Monday, December 23, 2013

IPOs face possible delays if shutdown lingers

The Securities and Exchange Commission's "carryover" funds keeping it open amid the government shutdown may run out in a few weeks, threatening the recovering IPO market and high profile deals like Twitter.

The regulator, in charge of reviewing the plans of companies aiming for initial public offering, is currently staffed as usual due to the fact it has funds left over from last fiscal year. But these funds could be depleted in "a few weeks," according to an SEC statement, which would then put the SEC into shutdown mode around the time of the much-awaited IPO of online messaging service, Twitter.

The timing is horrible for the initial public offering market, which has been staging its busiest run since 2007. Given the flurry of companies that have filed plans to go public, including Twitter, the SEC's staff was already expected to be taxed and slowdowns to ensue, says Kathleen Smith of IPO fund manager Renaissance Capital. "The SEC is already buys with the busy IPO calendar" she says. "We have a vibrant IPO market, it's a shame to have something that would slow things down further," Smith says.
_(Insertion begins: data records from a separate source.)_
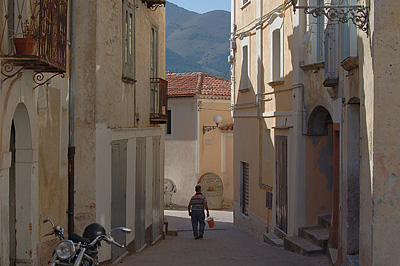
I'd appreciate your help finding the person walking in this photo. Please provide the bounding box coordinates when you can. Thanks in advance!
[188,185,210,239]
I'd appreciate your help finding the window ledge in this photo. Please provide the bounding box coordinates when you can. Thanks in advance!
[300,61,325,71]
[239,88,250,93]
[122,77,137,84]
[240,0,251,9]
[268,80,285,87]
[341,56,358,71]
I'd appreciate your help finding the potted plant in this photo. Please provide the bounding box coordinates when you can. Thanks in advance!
[14,20,36,55]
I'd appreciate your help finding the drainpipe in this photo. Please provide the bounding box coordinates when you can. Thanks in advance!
[229,0,236,117]
[67,0,76,233]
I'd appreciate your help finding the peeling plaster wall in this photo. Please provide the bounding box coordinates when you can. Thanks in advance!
[359,1,400,265]
[74,0,165,261]
[0,71,68,265]
[165,98,197,206]
[306,130,333,225]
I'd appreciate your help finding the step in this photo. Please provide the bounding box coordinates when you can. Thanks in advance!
[284,236,324,256]
[263,233,283,247]
[299,225,329,253]
[346,254,359,266]
[318,214,332,230]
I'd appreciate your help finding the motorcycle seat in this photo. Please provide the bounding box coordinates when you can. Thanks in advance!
[68,232,90,244]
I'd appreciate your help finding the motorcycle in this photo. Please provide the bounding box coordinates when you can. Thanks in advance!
[43,218,132,266]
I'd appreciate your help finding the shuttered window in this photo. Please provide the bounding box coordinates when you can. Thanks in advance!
[240,162,250,215]
[122,1,135,82]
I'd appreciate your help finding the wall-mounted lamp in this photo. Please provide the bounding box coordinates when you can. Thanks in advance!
[203,115,222,135]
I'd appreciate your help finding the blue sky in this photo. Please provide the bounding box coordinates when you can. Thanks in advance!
[167,0,231,14]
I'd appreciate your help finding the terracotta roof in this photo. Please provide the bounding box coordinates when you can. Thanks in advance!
[166,72,231,97]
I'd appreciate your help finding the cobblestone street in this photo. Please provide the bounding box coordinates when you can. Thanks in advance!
[118,210,329,266]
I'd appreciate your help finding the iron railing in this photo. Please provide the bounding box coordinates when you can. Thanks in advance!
[0,0,68,74]
[150,78,168,124]
[142,0,167,10]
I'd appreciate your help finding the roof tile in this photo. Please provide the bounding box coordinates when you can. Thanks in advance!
[166,72,231,96]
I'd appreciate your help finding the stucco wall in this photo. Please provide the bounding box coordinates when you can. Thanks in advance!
[165,98,197,206]
[359,1,400,265]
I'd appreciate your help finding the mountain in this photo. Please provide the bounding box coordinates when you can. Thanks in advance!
[166,2,231,78]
So far this year, 152 companies have successfully started selling shares to the public for the first time, says Renaissance Capital. That's up 54% from the same point last year and on pace of being the busiest year since 2007. During all of 2007, there were 213 IPOs.

If the SEC's carryover funds are depleted, though, the regulatory agency will only be able to keep open units that qualify for exceptions of the "Antideficiency Act," according to the SEC's plan of operations during a shutdown. Those protected functions include basic services including law enforcement connected to the protection of property, keeping computers systems running connected with making securities filings publicly available, market monitoring and surveillance and the operation of key internal systems.

But that leaves swaths of the SEC at risk of shutting down, including the process of approving filings by sec! urities registrants, which includes the initial public offering market.

It's a big question exactly how much of an impact a prolonged shutdown could have on Twitter's IPO. The deal has already been filed in private with the SEC and the public prospectus is expected to be disclosed soon. That process should be well underway already, Smith says. "They have a great deal of the work already done," she says.

Investors hope that deals can be maintained. Investors are also expecting that funding needed to keep the IPO review process alive might be continued, Smith says. "I'm guessing they will find ways to selectively approve the budget to allow vital functions to continue," she says.